The current evidence indicates that endoscopic ultrasonography-guided celiac plexus block is safe and well tolerated, with excellent temporary results in some patients. Unfortunately, reliable predictors of success are lacking. In the absence of long-term studies with follow-up in patients with chronic pancreatitis whose pain is chronic, the role of endoscopic ultrasonography- guided celiac plexus block should be limited to treating flares of chronic pain in patients with otherwise limited therapeutic options.

Surgical treatment

Duval pioneered efforts to treat the pain of chronic pancreatitis by surgical means in the 1950s with trans-duodenal sphincteroplasty and with caudal pancreato-jejunostomy (the Duval procedure). The results of this procedure were fraught with variable and usually poor results, perhaps only helping some of those patients with true recurrent acute pancreatitis[60]. A more extensive drainage procedure, lateral pancreatojejunostomy, described by Puestow and Gillesby[61] and subsequently modified by Partington and Rochelle[62], was applied to the subset of patients with dilated main pancreatic duct and became the first surgical treatment widely considered to be effective for pain in this disease. At that time, however, its application was hampered because there was no way to determine preoperatively if a patient with chronic pancreatitis had the dilated ducts required for this procedure because neither ERCP nor CT was available until the 1970s. Thus, at exploration an intraoperative pancreatogram was used to select who would be candidates for lateral pancreatojejunostomy. In those without dilated ducts, the remaining options were to perform a sphincteroplasty (which was largely abandoned because of its failure) or to do nothing further. In the 1960s, surgeons began performing pancreatic resections for chronic pancreatitis, initially distal pancreatectomies (with poor results) and later distal subtotal (95%) resections, which were relatively more effective for pain, but rendered most patients diabetic[63]. Proximal resections of the head of the pancreas (i.e. Whipple procedures) were not widely applied until the 1980s, when the associated operative morbidity and mortality fell substantially[6466].

Patients whose pain persists in spite of aggressive noninvasive treatment should undergo endoscopic retrograde pancreatography to define the caliber and morphologic characteristics of their pancreatic ducts. Depending on the population being studied, up to half of these patients may have dilated ducts, frequently with areas of stricture-the "chain of lakes" or "string of pearls" appearance; the remainder have either ducts of normal caliber (2 to 4 mm in diameter) or small ducts that may lack side branches-the "tree in winter" appearance[6768]. Ducts larger than 8 mm in diameter can be successfully decompressed by an internal surgical-drainage procedure, such as a longitudinal pancreaticojejunostomy (the modified Puestow procedure)[6062], but smaller ducts are not amenable to internal surgical drainage or resection.

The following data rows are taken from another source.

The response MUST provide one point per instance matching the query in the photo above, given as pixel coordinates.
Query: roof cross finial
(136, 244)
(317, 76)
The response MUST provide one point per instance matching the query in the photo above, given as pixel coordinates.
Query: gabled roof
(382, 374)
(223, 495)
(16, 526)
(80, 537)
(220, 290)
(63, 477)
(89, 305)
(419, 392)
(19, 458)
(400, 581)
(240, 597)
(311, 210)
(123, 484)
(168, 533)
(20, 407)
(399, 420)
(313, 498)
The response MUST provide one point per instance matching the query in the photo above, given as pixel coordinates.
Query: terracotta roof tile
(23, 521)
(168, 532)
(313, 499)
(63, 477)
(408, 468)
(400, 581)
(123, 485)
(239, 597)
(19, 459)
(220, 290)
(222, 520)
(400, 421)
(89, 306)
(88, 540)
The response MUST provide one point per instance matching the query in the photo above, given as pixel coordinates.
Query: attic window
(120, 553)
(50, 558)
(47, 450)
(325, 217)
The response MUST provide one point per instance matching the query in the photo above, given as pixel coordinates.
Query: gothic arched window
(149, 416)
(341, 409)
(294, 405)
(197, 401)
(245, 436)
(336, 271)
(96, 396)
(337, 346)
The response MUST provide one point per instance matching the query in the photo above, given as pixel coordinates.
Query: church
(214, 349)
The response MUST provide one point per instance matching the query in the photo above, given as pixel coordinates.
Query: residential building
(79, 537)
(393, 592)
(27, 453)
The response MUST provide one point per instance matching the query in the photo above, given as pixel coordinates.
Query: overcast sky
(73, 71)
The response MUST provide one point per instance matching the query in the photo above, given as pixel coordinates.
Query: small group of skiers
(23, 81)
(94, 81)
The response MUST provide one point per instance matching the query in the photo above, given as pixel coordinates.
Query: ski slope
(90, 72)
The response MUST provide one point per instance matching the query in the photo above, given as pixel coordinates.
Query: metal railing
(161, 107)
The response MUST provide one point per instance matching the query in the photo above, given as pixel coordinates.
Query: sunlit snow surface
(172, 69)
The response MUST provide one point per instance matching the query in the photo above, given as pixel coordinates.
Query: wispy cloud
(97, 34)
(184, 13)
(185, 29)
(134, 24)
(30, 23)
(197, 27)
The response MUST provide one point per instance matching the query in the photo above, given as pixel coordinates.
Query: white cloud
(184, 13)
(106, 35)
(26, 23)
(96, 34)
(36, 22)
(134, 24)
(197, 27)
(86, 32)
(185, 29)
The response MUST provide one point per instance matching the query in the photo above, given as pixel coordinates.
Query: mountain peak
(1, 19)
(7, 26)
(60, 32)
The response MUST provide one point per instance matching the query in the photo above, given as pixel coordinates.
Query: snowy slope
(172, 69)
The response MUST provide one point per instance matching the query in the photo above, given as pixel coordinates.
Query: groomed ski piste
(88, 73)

Like most surgical procedures currently in use, those for chronic pancreatitis gradually became part of the armamentarium without undergoing rigorous testing and were never compared against medical treatment or no treatment. The vast majority of patients are still operated on when they continue to have intractable pain despite medical treatment. There are very few controlled trials in the surgical literature on this disease. The two randomized controlled studies comparing surgery with endoscopic therapy are discussed in the endoscopic therapy section. Surgical options include decompression/drainage operations, pancreatic resections, and denervation procedures. As with endoscopic interventional therapy, objective transferable criteria for the need for surgical intervention have not been developed or agreed upon.

Decompression/drainage operations: At present, the ultimate role of these various invasive approaches to the treatment of patients with large-duct, symptomatic chronic pancreatitis has not been established. Given the information available at the present time, most physicians recommend longitudinal pancreaticojejunostomy for patients with pain and dilated ducts. This operation may also retard the progression of exocrine and endocrine insufficiency[6970]. Surgical decompression of the obstructed main pancreatic duct was for a long time the gold standard[71]. Drainage procedures today are most commonly side to side pancreaticojejunostomy. This particular procedure preserves parenchymal function. Longitudinal pancreaticojejunostomy is also used based on the concept the ductal obstruction leads to distention and that this in turn gives rise to pain and should thus be favored if the duct is widened. Ebbehoj et al[72] were able to show a relationship between the degree of pain and intrapancreatic pressure. Pancreatic pressure was measured by a percutaneously placed needle preoperatively, postoperatively, and one year after pancreatic duct drainage. Patients whose pressure decreased after surgery and remained low were pain free, whereas those with recurrent pain had increased pressure.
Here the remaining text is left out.